Stay with me here. This is not some scheme to get you into credit card debt. Many airline cards come with potential savings, giantic rewards, awarding you points, and cashback with every purchase you make that can be redeemed for travel. And often they can come with passive sign-up bonuses. If you spend a specific amount of money within a certain timeframe of opening the card, you can be in for a windfall of points.

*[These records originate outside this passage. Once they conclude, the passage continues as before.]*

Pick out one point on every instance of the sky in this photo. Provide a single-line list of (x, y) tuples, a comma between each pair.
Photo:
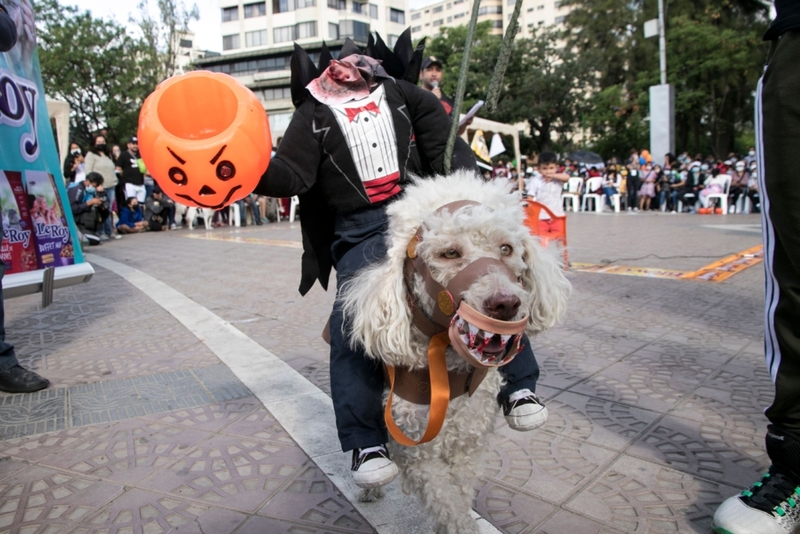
[(207, 29)]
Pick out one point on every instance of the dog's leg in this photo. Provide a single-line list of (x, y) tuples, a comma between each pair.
[(371, 494), (426, 475)]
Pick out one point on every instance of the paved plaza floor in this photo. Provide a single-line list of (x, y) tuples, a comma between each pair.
[(190, 393)]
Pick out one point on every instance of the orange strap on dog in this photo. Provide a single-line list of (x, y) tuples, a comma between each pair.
[(440, 394)]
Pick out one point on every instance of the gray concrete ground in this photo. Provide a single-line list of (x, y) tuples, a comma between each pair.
[(655, 390)]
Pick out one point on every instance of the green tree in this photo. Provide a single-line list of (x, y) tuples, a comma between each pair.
[(161, 36), (713, 59), (91, 64), (547, 88)]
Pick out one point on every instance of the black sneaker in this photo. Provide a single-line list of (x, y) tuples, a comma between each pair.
[(372, 467), (20, 380), (524, 411), (770, 506)]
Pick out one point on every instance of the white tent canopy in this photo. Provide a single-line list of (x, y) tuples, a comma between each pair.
[(491, 127), (58, 112)]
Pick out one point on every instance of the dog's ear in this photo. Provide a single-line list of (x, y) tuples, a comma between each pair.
[(544, 278), (377, 312)]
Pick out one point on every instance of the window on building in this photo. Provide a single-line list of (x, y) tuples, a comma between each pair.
[(397, 15), (230, 42), (258, 9), (256, 38), (282, 6), (304, 30), (490, 10), (357, 31), (230, 13), (283, 34), (274, 93)]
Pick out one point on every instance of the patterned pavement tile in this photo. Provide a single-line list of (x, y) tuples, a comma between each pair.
[(311, 498), (260, 424), (33, 413), (34, 448), (509, 509), (44, 500), (637, 496), (564, 522), (729, 456), (138, 511), (211, 417), (597, 421), (543, 465), (650, 380), (127, 451), (230, 471)]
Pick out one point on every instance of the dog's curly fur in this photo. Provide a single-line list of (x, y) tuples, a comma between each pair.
[(375, 303)]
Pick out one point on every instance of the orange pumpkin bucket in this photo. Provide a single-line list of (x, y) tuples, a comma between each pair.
[(205, 139)]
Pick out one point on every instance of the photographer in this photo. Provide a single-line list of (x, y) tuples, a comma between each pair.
[(89, 205)]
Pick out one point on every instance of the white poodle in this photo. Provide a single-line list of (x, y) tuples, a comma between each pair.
[(376, 303)]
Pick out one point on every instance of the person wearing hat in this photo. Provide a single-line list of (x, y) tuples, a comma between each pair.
[(131, 176), (431, 75)]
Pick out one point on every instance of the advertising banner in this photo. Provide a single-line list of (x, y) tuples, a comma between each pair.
[(38, 228)]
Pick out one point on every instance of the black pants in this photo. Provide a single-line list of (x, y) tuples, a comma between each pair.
[(357, 380), (8, 358), (632, 185), (778, 132)]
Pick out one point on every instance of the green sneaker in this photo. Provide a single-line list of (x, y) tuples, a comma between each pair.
[(770, 506)]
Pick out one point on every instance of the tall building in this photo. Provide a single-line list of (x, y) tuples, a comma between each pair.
[(428, 21), (258, 37)]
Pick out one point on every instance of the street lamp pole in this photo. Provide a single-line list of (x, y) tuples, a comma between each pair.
[(662, 43)]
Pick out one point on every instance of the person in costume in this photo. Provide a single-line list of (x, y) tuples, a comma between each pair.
[(361, 129)]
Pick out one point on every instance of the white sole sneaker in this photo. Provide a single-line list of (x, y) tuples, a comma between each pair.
[(373, 468), (524, 413)]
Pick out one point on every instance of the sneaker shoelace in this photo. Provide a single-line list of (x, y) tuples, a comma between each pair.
[(774, 493)]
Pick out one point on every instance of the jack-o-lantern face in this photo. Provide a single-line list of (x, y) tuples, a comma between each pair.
[(205, 139)]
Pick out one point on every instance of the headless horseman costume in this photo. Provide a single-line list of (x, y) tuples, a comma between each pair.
[(346, 159)]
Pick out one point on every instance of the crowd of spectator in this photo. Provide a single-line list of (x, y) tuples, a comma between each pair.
[(683, 183), (112, 194)]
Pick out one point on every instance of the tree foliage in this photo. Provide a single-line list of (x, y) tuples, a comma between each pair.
[(714, 57), (102, 71)]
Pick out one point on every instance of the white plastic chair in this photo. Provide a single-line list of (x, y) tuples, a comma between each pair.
[(573, 193), (293, 208), (593, 184), (725, 181), (233, 215)]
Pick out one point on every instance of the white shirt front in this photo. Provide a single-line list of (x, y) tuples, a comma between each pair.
[(547, 193), (368, 129)]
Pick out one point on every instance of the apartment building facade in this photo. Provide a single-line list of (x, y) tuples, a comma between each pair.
[(429, 20), (258, 40)]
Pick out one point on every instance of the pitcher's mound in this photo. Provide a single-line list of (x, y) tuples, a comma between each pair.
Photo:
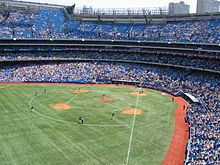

Now that’s where the companion pass comes in:
- Southwest Rapid Rewards Premier
- Southwest Rapid Rewards Plus Credit Card
- Southwest Priority Credit Card
- Southwest Rapid Rewards Premier Business Credit Card
- Southwest Performance Business Credit Card
Southwest has three personal cards and a business card. Each of these cards offers rewards between 30K-80K points. In the past, people could open two cards and get a bonus that granted enough points to almost meet the minimum. However, with new restrictions on personal cards, you can only get one bonus every 24 months. Boo!
However, this doesn’t apply to business cards. If you’re eligible, have good credit, and not likely to spiral into insane credit card debt, you can open a business card and a personal card, and accrue 100K+ points. The Rapid Rewards Priority Credit Card will get you points after you spend money in no time.
Now to earn the rest of them.
The secret to gaining these credit card points is to plan your card sign-ups around big purchases. Just before a recent move, I opened a card . . . and the rewards came rolling in — a small balm to ease the pain of how exorbitant moving can be.
Put everyday spend — especially big purchases or bulk items — on your Southwest credit card and watch your award points quickly add up. Typically, you earn 1 point per $1 spent on your Southwest card and 2 points per $1 on actual Southwest purchases.
But there are other ways to earn points, including:
- Flying Southwest: Booking travel on Southwest earns more points. The cost of this travel will be worth it with your companion pass
- Shopping from Rapid Rewards Partners: Purchases with Southwest’s “Home & Lifestyle” and “Shop and Dine” Partners also earn Companion Pass qualifying points. While you shouldn’t make gratuitous purchases, browse Southwest’s partners to see if you could earn extra points for items you'd be purchasing anyway. All this, simply from enrolling in their Dining Program and shopping with their partners.
So there you have it! And since it’s almost Spring, get to earning and soon you’ll be flying two for the price of one!